Proximity-Labeling MS (APEX-MS)
Voor deze benadering wordt het eiwit van belang gefuseerd met een peroxidase (ascorbinezuurperoxidase; APEX). Na behandeling met H2O2 zet APEX exogeen toegevoerd biotine-fenol om in biotine-fenoxylradicalen, wat resulteert in een covalente labeling van eiwit in een straal van 20 nm. Vervolgens worden de gebiotinyleerde eiwitten verrijkt met behulp van Steptavidine. Deze technologie maakt het voor het eerst mogelijk “momentopnamen” te maken van lokale eiwitomgevingen op een bepaald tijdstip en voorbijgaande eiwitinteracties vast te leggen. Proximity-based labeling benaderingen zijn snel gevorderd in de afgelopen jaren en is aangetoond dat complementaire resultaten te bieden aan de traditionele affiniteit-gebaseerde zuivering methoden (AP-MS), dus met het potentieel om geheel nieuwe wegen van onderzoek te openen en nieuwe inzichten in eiwit functies te bieden.

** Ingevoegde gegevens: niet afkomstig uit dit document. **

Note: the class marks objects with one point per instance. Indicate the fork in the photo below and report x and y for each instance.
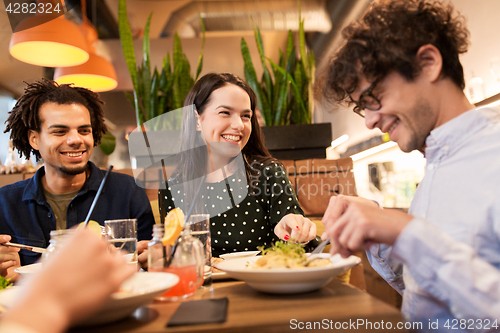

APEX is gebruikt om hele organel proteomen vast te leggen met een hoge temporele resolutie, maar de breedte van de etikettering wordt over het algemeen gedacht dat de hogere ruimtelijke resolutie die nodig is om specifieke eiwit-netwerken te ondervragen uitsluiten. We hebben onlangs een oplossing voor dit probleem door het combineren van kwantitatieve proteomics met een systeem van ruimtelijke referenties. Deze nieuwe methode stelt ons in staat om bekende bindingspartners op te lossen, evenals eerder niet-geïdentificeerde netwerkcomponenten, zoals onlangs aangetoond in een proof of principle studie die eiwitten ondervraagd die betrokken zijn bij G-eiwit-gekoppelde receptoren als ze dynamisch signaleren en verkeer in reactie op ligand-geïnduceerde activatie.